Kasus Gajah Mati dan 10 Fakta Tentang Gajah

Kasus Gajah Mati dan 10 Fakta Tentang Gajah

Fitraya Ramadhanny - detikInet
Senin, 08 Jun 2020 12:08 WIB
Seekor gajah yang tengah hamil di India mati usai menyantap buah nanas yang berisi petasan. Polisi kemudian tangkap satu orang terkait kematian gajah liar itu.
Kasus gajah mati di India ungkap fakta menyedihkan (AP Photo/Rajesh U Krishna)
Jakarta -

Kasus gajah mati karena makan petasan di India menjadi keprihatinan dunia. Hal itu mengungkap 10 fakta soal mamalia besar ini yang orang jarang tahu.

Dihimpun detikINET dari berbagai sumber, Senin (8/6/2020) berikut ini adalah fakta tentang gajah dan aneka ancaman terhadap hidupnya:


1. Hewan darat paling besar di dunia

Menurut WWF, gajah adalah hewan darat paling besar. Jenis yang terbesar adalah gajah Afrika, yang mana jantannya bisa setinggi 3 meter dan beratnya 6 ton.

Puncak pertumbuhan gajah jantan adalah 35-40 tahun dari rentang hidupnya 60-70 tahun.
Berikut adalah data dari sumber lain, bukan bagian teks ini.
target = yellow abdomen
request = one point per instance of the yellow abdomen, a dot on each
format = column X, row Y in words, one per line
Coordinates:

Bayi gajah pun beratnya bisa mencapai 120 kg.


2. Keunikan kuping, belalai dan gading gajah

Kuping jadi pembeda jelas gajah Afrika dan Asia. Gajah Afrika kupingnya lebih besar dari gajah Asia. Yang unik adalah, kuping gajah Afrika berbentuk benua Afrika dan kuping gajah Asia berbentuk negara India. Kok bisa begitu ya?

Belalai gajah juga unik. Ada 150 ribu otot di sana, sehingga bisa melakukan banyak hal mulai dari memungut kacang, menggulung rumput dan dedaunan, minum air dan bahkan menjadi snorkel ketika mereka berenang.

Gading gajah pun punya fakta unik. Gading gajah sebenarnya adalah gigi taring yang muncul sejak gajah berusia 2 tahun, lalu tumbuh terus sepanjang hidupnya. Gading gajah membantu mereka mengorek makanan atau alat perkelahian sesama gajah jantan. Gading ini juga yang jadi ancaman kelestariannya karena harganya mahal.


3. Gajah selalu makan

Gajah butuh 150 kg makanan tiap hari. 3/4 hari mereka (12-18 jam) dihabiskan hanya untuk makan dan makan. Rumput, tumbuhan dan buah-buahan jadi panganan utama. Diambil dengan belalai, digulung dan dimasukan ke mulut mereka. Nyam!

Menurut National Geographic, dengan makanan sebanyak itu, gajah menghasilkan 1 ton tinja tiap minggu. Tinja sebanyak itu membantu kesuburan tanah di alam liar dan menyebarkan biji-bijian pepohonan di dalam tinjanya.